Overall, the major advantages of ultraviolet light versus chemicals:
- no residuals
- no disinfection by-products
- no effects on color, taste, odor
- no storage of chemicals
- effective against all microorganisms, including Giardia and Cryptosporidium
- compact footprint
- environment and human friendly
Comparison of two UV lamp technologies for treatment of swimming pool water
Use of ultraviolet (UV) light for treatment of chlorinated swimming pool water is becoming increasingly popular.
Medium-pressure UV lamps are favoured for reduction of chlorinated disinfection by-products (DBPs). The use of medium-pressure UV lamps is supported by theoretical and practical research work in Belgium (2003) The Netherlands (2007) and Denmark (2009).
In addition to research, thousands of medium-pressure UV systems are in use in swimming pools all over the world effectively disinfecting pool water and reducing chloramines (chlorine smell).
The most problematic health-related component of bounded chlorine is trichloramine (TCA). TCA is 250x more irritating than monochloramine and escapes abt. 1000x more easily into pool air. Thus, breaking down trichloramine is the primary goal in pool water treatment by UV.1
Health impact of trichloramine
Research work by the University of Leuven, Belgium showed a relationship between childhood asthma and indoor swimming pools. The most suspected component causing childhood asthma is trichloramine.2
Medium-pressure UV lamps
Low-pressure UV lamps emit a single wavelength (254nm) able to break down monochloramine.They are not able to break down the di- and trichloramine, the most irritant chloramine. Medium-pressure UV lamps emit wavelenghts between 200 and 400 nm, which are able to break down the three components of bounded chlorine: mono-, di-, and trichloramine.
Theoretical survey The Netherlands (2007)
In 2007 the Ministry of Health conducted research involving the protection of human health in the presence of chlorinated disinfection by-products such as trichloramine. Of 11 techniques, the most promising technology for disinfection pool water is medium-pressure UV lamps in combination with hypochlorite. It is to expect that this technique effectively disinfects pool water while producing the lowest amount of DBPs.3
The lowest levels of combined chlorine (0,2 ppm) are required and achieved in Germany. During the past 10 years, medium-pressure UV lamp systems have efficiently produced disinfected pool water with lowest levels of combined chlorine in German pools.
Practical full scale test in Denmark (2009)
In 2009 a group of European researchers tested the possibilities for improvement of pool water and air quality. Four different technologies were tested in comparable situations. Two technologies were based solely on photolysis by direct UV light, two other technologies were based on oxidation (TiO2 and ozone) by indirect UV light. Of the 4 techniques, the medium-pressure UV light showed efficient control of combined chlorine while low-pressure was less efficient.4
Medium-pressure UV lamps are favoured for reduction of chlorinated disinfection by-products (DBPs) such as combined chlorine (chloramines) in pool water and air. Low-pressure UV lamps emit only one single wavelength, which performs well for disinfection but is much less effective in photolysis of disinfection by- products.

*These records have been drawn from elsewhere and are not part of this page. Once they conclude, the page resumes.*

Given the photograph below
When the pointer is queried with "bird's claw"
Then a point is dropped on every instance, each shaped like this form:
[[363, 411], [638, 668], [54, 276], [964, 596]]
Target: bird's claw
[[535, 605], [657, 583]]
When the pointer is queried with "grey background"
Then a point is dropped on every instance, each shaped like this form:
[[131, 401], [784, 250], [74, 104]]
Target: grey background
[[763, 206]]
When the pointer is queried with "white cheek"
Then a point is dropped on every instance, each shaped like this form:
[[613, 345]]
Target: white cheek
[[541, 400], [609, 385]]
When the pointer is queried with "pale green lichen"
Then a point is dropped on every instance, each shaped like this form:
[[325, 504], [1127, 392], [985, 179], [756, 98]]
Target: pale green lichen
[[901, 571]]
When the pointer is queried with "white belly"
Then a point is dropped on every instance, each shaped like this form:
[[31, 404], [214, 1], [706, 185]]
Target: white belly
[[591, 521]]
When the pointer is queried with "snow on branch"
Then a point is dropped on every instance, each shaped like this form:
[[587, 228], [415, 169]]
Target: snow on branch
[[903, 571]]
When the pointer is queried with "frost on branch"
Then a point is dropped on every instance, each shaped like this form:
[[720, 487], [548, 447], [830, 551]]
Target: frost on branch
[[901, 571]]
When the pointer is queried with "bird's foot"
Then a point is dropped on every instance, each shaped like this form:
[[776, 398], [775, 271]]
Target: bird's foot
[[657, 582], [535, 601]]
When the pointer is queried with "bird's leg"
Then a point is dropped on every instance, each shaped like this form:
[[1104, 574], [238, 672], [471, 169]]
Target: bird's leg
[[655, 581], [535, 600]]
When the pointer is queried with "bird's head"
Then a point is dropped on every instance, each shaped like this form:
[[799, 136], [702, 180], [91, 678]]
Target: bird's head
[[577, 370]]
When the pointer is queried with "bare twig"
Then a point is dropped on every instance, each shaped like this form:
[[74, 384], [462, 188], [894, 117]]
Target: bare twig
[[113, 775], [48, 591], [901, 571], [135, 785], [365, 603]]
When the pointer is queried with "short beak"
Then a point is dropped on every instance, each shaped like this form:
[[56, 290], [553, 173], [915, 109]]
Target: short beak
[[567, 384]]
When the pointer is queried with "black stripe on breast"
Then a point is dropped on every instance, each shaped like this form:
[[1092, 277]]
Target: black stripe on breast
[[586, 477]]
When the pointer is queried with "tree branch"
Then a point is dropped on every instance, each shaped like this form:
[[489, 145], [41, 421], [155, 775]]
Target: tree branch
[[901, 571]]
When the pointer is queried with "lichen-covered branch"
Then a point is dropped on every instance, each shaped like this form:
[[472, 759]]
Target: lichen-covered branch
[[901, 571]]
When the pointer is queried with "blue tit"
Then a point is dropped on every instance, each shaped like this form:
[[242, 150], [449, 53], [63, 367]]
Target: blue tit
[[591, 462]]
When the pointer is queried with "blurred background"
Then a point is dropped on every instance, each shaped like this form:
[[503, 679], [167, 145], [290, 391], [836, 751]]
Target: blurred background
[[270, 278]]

Breaking down trichloramine is a primary goal, as it is linked to health-related problems and it is volatile and irritating. Researchers concluded that medium-pressure UV lamp systems have technological advantages over low- pressure UV lamps.
Medium-pressure UV lamp systems need less energy, use fewer UV lamps and units are compact in size with little headloss in cases of ?in-one-line?-construction. Thousands of swimming pools confirm the findings of research work and use medium-pressure lamp technology to ensure safe and pleasant swimming pool water.